The issue of nobility and the importance of oaths are themes that Jaime's monologue develops, and that echo throughout the episode. The scene isn't entirely about Jaime, however; it is also about Brienne, specifically about seeing her begin to accept that power and femininity are not mutually exclusive. Gwendoline Christie put it best in an interview with EW.com:
The moment of nudity is an act of defiance from Brienne. In that moment she realizes the power of her womanhood without the armor, without the fighting, without killing anyone [...] She overcomes her own issues about her own femininity and vulnerably and gender and in that moment finds the power of not only what it means to be a woman, but who she is as a woman.It's interesting to read Brienne's story in "Kissed By Fire" as it contrasts with Cersei's. In many ways, Brienne is everything Cersei wants to be; she has broken out of the expected female role and has succeeded at establishing a place for herself on the battlefield, that most male-dominated of spheres. Cersei embellishes her gowns with armor, but Brienne is equipped with the real thing. (It should be noted that Ygritte has a similar role, but it appears that wilding society is fairly egalitarian, which makes her less of an anomaly than Brienne.)
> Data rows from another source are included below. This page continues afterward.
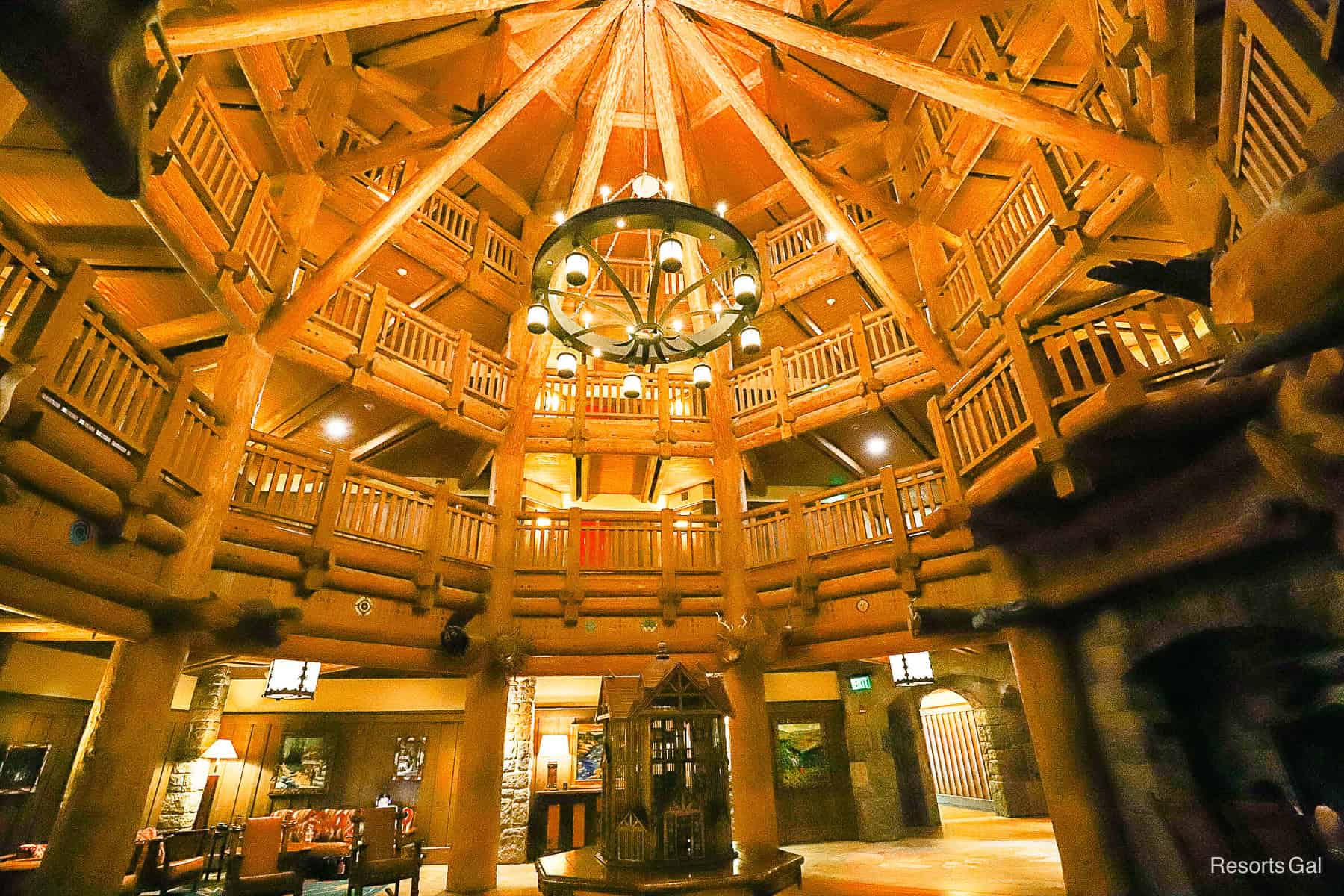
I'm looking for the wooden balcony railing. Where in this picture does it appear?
[514,508,719,572]
[148,63,293,316]
[336,122,531,286]
[729,309,924,435]
[0,223,223,510]
[296,259,514,411]
[759,177,899,274]
[742,461,948,568]
[230,432,494,567]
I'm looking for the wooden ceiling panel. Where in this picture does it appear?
[96,269,211,329]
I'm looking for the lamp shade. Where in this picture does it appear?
[200,738,238,759]
[536,735,570,759]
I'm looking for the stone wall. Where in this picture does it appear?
[1071,548,1344,896]
[158,665,231,830]
[839,645,1045,841]
[499,677,536,865]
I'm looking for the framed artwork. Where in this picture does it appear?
[270,735,331,797]
[774,721,830,790]
[570,721,606,787]
[393,738,426,780]
[0,744,51,794]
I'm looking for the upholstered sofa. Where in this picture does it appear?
[272,809,415,873]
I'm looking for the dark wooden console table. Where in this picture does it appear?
[536,846,803,896]
[527,790,602,861]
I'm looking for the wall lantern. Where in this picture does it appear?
[262,659,323,700]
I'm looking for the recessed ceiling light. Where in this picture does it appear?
[323,417,351,439]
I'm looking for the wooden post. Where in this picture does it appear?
[299,449,351,598]
[1008,629,1130,896]
[659,508,682,625]
[32,635,187,896]
[447,311,550,893]
[563,508,588,625]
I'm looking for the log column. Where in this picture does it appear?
[158,664,232,830]
[1008,629,1130,896]
[447,311,551,893]
[31,635,187,896]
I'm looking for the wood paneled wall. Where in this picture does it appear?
[146,712,462,861]
[0,693,151,853]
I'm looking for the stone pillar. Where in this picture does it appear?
[158,664,232,830]
[499,676,536,865]
[30,635,187,896]
[1008,629,1130,896]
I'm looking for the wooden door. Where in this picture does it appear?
[919,691,995,812]
[763,700,855,844]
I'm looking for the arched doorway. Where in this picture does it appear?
[919,688,995,812]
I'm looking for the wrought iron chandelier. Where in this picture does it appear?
[527,1,761,398]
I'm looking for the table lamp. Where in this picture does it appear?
[536,735,570,790]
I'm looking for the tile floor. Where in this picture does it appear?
[408,806,1065,896]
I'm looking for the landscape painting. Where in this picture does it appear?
[774,721,830,790]
[270,735,331,797]
[570,724,606,787]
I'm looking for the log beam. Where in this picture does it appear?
[261,0,628,351]
[659,3,961,383]
[673,0,1163,180]
[155,0,551,59]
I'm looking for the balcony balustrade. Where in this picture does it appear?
[0,223,225,541]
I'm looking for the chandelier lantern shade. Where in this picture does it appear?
[528,199,761,367]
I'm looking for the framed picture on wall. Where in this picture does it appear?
[0,744,51,794]
[270,735,331,797]
[774,721,830,790]
[393,738,426,780]
[570,721,606,787]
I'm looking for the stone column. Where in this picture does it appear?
[499,676,536,865]
[158,664,232,830]
[1008,629,1130,896]
[30,635,187,896]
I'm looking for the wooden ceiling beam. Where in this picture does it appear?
[140,311,228,349]
[358,13,499,69]
[673,0,1163,180]
[659,7,961,383]
[261,0,629,351]
[567,7,642,217]
[155,0,551,59]
[349,417,434,461]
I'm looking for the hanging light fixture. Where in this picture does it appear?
[621,371,644,398]
[532,4,761,370]
[527,302,551,336]
[262,659,323,700]
[890,650,933,688]
[732,274,759,309]
[555,352,579,380]
[659,237,682,274]
[742,326,761,355]
[564,251,588,286]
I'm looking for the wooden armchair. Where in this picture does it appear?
[225,815,304,896]
[136,827,210,896]
[346,806,425,896]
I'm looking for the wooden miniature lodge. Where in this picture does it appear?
[597,645,735,868]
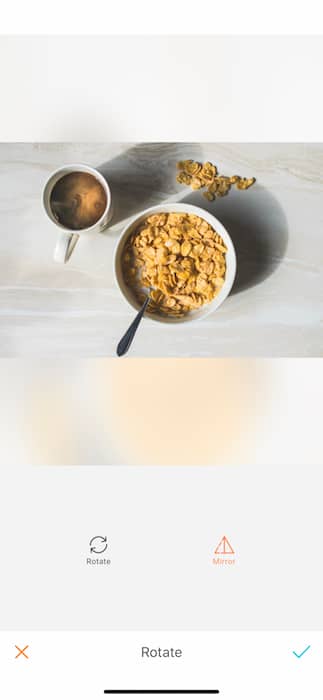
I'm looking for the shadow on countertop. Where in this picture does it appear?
[97,143,201,226]
[181,183,288,294]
The limits of Cersei's power have never been as apparent as they are in this episode. She begins the hour enlisting Littlefinger in her scheme to out-maneuver the Tyrells. Notably, she's wearing one of her armored dresses; this is Cersei's war, and she's dressed for the occasion. By the end of the episode, though, the ambitious Queen Regent is reduced to, in her words, nothing more than a "brood mare," forced by her father to marry Ser Loras as a way to secure the allegiance of the Reach. In the end, Cersei is just as much a pawn as Sansa Stark, who will be engaged to Tyrion to ensure that the Lannisters retain the "key to the North." Her final, plaintive plea, "Father, don't make me do it again, please," is like a punch to the gut; this powerful, ambitious, manipulative woman is seen by Tywin as a bargaining chip, useful only because of her fertility. At this moment, it's possible to understand the forces that twisted Cersei into the bitter, scheming woman she has become. Westeros is not a friendly place for strong, powerful women.
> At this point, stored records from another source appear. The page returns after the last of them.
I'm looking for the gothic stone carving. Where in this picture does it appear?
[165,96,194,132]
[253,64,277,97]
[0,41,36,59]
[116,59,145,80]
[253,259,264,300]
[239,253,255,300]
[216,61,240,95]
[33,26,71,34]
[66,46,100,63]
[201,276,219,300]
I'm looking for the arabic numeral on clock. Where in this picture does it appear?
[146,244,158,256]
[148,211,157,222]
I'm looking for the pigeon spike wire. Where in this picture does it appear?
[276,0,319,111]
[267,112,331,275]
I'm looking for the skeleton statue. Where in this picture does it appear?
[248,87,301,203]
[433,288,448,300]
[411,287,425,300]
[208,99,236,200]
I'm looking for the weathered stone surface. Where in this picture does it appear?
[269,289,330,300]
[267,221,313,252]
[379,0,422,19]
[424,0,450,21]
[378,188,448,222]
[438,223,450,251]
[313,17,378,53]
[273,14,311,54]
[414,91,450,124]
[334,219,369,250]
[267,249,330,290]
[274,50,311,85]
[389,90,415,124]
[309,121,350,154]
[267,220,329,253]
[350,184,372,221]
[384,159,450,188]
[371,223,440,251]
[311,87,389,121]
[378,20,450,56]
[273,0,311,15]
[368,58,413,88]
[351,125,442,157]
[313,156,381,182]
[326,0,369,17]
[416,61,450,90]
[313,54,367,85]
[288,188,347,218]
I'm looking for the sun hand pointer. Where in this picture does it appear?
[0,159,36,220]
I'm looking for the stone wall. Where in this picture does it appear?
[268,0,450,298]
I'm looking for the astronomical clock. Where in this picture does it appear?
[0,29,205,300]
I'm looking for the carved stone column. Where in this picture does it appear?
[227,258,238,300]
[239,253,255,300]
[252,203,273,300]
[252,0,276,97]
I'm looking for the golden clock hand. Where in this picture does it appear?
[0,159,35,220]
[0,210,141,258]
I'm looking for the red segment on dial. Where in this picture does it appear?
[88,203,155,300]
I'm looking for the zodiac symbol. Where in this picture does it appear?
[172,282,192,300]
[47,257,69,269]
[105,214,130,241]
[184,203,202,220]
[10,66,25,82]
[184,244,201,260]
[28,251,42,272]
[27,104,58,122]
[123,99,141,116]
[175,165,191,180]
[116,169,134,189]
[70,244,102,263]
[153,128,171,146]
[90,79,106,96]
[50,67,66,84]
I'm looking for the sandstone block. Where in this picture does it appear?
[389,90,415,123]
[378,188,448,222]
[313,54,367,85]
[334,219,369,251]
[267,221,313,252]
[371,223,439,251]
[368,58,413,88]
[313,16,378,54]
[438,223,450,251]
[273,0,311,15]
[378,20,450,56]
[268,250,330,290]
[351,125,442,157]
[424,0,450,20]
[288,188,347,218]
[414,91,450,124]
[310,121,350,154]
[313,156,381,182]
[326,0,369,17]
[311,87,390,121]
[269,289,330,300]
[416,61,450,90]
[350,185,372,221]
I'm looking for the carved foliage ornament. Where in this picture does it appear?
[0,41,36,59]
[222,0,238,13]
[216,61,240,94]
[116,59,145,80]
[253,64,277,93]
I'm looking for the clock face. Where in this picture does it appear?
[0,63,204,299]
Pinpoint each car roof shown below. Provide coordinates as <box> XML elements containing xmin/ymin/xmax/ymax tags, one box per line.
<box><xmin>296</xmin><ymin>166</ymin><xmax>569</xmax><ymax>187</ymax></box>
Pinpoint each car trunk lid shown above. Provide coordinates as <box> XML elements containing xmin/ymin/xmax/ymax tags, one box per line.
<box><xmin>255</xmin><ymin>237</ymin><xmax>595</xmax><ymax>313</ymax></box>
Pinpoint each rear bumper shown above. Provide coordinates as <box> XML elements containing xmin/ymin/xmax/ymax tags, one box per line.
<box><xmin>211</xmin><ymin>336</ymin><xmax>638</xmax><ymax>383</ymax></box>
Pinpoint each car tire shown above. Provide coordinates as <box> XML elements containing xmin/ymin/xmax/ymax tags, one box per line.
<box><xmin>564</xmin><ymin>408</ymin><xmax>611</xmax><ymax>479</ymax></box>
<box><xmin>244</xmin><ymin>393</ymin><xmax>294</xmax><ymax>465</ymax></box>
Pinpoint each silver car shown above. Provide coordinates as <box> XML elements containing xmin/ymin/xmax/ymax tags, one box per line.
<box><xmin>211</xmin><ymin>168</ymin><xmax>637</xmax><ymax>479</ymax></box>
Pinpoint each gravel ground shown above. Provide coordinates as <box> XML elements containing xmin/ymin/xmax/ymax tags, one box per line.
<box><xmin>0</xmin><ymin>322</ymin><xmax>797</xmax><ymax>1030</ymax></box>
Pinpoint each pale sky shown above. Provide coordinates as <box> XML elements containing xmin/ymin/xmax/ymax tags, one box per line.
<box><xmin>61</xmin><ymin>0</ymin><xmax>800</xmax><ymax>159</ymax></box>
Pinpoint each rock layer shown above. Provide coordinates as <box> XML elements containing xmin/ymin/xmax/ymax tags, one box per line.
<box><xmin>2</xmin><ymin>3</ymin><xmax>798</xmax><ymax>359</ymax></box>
If anyone can really challenge the extremely patriarchal status quo, however, it's Daenerys. Everyone's favorite Targaryen is tough, intelligent, compassionate and perfectly capable of sticking to her own moral code. Unlike so many of the characters featured in "Kissed By Fire," she's bound by no oaths or allegiances but her own. She's not circumscribed by her gender - the 8,000 soldiers at her back, not to mention her dragons, have taken care of that. And while Barristan Selmy worries about the effects wading through the muck of Westerosi politics might have on her ideals, the conviction with which she frees the Unsullied suggests that she's not so easily corrupted. If there's anyone on the show who can transcend the limitations faced by women, by the powerless, and by the unshakably honorable, it's Daenerys.